Another misconception is that smoking has no long-term health effects. Smoking is well associated with causing multiple health risks. Smoking cigarettes is a highly addictive habit that has been known for many years to have several very dangerous chemicals that can cause a variety of problems including a higher risk of causing heart disease, developing lung and throat cancers, and worsening various respiratory disorders. Recent studies seem to be suggesting that there are even more negative and long-term potential effects of smoking than the medical community may have originally realized. For instance, a study was recently published showing an association between smoking and a risk for developing eye cataracts, a major cause of blindness. Even when people had quit smoking for twenty years, they were still at an increased risk of developing cataracts compared to those who had never smoked. Studied like this show that even for those who do not smoke very much or smoke for a long time, there are still many long-term consequences of smoking.

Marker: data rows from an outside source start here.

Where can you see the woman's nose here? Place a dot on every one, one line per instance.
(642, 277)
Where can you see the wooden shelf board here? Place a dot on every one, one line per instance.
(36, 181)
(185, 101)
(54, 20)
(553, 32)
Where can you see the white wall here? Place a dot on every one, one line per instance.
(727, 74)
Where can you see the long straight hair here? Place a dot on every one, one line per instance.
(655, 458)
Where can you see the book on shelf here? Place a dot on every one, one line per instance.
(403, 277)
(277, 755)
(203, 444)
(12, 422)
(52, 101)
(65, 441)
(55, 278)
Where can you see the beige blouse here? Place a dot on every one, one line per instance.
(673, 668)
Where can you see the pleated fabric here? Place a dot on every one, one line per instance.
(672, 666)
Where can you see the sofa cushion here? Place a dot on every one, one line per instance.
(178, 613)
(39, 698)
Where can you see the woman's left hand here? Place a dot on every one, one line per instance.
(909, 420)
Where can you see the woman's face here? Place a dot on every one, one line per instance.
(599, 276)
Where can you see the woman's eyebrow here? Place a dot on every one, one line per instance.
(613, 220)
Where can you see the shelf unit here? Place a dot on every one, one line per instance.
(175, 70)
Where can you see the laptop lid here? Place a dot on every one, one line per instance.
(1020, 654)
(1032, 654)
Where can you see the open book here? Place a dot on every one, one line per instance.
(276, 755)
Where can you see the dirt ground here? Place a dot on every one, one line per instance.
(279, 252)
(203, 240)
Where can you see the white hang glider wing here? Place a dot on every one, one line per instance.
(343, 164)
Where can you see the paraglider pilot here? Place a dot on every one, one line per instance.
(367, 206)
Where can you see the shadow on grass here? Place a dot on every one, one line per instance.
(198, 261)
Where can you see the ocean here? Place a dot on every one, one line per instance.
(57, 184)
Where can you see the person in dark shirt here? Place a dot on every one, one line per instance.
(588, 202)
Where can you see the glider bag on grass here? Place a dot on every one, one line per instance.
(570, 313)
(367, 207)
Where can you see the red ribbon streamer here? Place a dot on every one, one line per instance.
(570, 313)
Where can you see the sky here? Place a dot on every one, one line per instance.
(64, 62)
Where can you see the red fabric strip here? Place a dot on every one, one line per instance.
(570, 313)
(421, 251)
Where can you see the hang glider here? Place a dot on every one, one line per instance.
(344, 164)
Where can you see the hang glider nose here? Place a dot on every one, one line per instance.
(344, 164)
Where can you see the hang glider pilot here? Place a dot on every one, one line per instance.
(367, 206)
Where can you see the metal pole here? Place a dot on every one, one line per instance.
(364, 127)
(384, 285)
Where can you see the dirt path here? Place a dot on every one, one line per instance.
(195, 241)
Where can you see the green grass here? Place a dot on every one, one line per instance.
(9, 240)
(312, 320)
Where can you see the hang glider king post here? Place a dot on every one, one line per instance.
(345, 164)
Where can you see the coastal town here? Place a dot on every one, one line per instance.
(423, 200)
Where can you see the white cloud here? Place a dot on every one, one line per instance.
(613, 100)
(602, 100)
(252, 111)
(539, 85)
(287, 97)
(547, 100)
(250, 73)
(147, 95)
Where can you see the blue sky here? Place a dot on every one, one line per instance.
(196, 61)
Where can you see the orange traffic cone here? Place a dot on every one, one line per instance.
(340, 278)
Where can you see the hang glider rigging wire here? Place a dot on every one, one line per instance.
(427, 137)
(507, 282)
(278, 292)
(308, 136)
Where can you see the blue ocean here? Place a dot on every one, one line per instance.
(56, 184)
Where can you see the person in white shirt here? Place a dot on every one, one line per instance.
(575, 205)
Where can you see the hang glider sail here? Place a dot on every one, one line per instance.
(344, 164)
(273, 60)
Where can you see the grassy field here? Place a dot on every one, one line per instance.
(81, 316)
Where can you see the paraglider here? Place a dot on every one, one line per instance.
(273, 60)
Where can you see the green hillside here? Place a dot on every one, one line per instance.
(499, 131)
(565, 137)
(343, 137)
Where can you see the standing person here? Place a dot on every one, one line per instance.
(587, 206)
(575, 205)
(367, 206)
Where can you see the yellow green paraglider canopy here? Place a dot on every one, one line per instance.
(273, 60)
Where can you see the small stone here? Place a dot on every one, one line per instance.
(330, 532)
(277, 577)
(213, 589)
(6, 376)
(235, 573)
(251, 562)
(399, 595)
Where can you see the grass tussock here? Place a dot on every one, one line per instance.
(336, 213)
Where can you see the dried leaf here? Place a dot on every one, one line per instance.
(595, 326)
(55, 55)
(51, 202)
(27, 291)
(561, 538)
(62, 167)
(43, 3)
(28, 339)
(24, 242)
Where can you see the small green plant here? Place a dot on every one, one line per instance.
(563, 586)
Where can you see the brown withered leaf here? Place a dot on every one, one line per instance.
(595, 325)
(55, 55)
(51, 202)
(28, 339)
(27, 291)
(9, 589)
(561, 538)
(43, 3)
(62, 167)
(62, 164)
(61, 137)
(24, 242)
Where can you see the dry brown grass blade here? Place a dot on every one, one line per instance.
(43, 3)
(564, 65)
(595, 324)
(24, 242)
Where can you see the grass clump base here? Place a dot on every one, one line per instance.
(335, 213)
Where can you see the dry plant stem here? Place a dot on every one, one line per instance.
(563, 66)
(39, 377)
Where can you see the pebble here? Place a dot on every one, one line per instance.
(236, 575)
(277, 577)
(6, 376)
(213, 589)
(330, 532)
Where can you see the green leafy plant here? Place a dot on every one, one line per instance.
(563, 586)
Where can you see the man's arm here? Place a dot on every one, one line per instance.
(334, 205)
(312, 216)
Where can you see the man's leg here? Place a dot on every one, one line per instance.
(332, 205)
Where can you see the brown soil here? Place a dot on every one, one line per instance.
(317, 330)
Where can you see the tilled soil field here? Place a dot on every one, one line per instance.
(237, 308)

Smoking is also often used by people to help them calm down and relax, however, in reality smoking is actually quite detrimental to sleep and rest. The ingredient nicotine that is found in cigarettes is a stimulant that increases heart rate and blood pressure similar to the mechanism of a workout, and is a stimulant that can keep people from falling asleep. Nicotine is also highly addictive and in some cases can awaken people during the night to have another smoke. Finally, studies have shown that those who smoke often do not sleep as deeply, and thus are more likely to wake up feeling tired. Overall, smoking cigarettes is much more damaging to your sleep and your rest than it is helpful.
Smoking cigarettes is a very serious habit with numerous potential complications. Each year, many people try to quit smoking while thousands others die from smoking and its effects. In spite of how harmless and safe it may seem, it can affect nearly every aspect of a person's life, and should be treated with respect and better understood for all of its many potential complications and adverse reactions.